On Twitter today, my friend posted a link to a full playlist of the 8 episodes which made up the near future science-fiction strand The Worm That Turned, also from a later series of The Two Ronnies, on YouTube. This, in something of a running theme, also scared me as a child. But it reminded me of the Phantom, and knowing that he too would be lurking on YouTube somewhere that it could be a good time to face my fears.

Like The Worm That Turned, The Phantom Raspberry Blower of Old London Town was made up of eight episodes of about 8 minutes duration. It was written by Spike Milligan, as some indication as to the level of lunacy that was the target of the series, rather than a gritty psychological terror.

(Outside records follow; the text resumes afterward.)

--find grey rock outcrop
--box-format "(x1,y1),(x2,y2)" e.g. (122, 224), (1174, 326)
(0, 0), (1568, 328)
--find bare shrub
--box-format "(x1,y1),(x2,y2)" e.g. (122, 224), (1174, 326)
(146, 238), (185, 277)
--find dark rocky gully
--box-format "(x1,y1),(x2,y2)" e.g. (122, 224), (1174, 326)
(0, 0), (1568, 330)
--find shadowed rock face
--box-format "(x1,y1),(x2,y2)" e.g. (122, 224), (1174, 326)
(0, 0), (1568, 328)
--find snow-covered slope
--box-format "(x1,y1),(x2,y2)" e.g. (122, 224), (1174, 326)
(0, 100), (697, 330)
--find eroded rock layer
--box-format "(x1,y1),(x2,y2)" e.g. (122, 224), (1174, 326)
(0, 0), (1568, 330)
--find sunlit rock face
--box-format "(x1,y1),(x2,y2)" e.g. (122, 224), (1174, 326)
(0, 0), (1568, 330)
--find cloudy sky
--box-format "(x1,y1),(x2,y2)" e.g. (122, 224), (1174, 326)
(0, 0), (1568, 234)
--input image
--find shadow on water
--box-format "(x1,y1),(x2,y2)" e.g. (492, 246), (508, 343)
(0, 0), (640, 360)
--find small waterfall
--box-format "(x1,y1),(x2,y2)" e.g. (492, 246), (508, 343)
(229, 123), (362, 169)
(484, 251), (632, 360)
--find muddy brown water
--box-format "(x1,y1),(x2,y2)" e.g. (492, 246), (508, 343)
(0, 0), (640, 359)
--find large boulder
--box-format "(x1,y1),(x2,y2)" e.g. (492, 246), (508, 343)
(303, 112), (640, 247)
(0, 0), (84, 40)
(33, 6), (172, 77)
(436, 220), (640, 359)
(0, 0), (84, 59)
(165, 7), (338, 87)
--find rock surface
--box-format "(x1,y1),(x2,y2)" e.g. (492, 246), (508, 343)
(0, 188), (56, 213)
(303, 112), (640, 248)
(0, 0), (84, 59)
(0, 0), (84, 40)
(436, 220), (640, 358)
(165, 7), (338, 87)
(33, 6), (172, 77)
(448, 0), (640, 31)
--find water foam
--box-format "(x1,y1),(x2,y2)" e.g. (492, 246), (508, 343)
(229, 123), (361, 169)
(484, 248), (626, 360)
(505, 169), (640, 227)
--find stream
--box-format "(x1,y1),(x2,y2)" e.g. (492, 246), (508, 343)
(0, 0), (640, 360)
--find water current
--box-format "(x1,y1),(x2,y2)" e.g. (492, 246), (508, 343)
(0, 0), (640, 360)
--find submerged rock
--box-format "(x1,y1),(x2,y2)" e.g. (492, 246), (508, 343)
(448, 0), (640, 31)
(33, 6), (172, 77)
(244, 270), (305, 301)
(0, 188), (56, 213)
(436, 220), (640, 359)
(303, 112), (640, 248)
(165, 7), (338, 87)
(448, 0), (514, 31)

So yesterday evening I did some Googling and then watched it.

Well, almost all of it. I watched the first 6 episodes - which I think have stood the test of time reasonably well, aside from some grindingly cheap casually racist and anti-Semitic jokes, which I increasingly find festoon much of Milligan's work - but then I went to the kitchen to get a drink. Seeing that dark corridor to my right brought it all back. I was a petrified child again. I could feel my heart beating in my ears.

Me, yesterday
I had sort of hoped that this blog post would end in my personal redemption and I would rise like a moronic phoenix from the ashes of my own gormlessness. Predictably, however, it ended in me hiding in a well-lit room, too scared to go back outside of it. I may yet try and watch the remaining 20 minutes of the series and achieve some sort of closure (or some sort of seisure). But seeing as I seem to recall the final part of it terrified me to the point that I had screaming nightmares for the rest of the week, I don't hold out much hope.

Honestly, BBC... you were still making new episodes of The Two Ronnies until 1987. What on earth were you doing, repeating stuff from 1976 in the late 1980s? So in a way it's your fault.

1 comment:

mungolina said...

I refuse to believe there were only 8 episodes of each.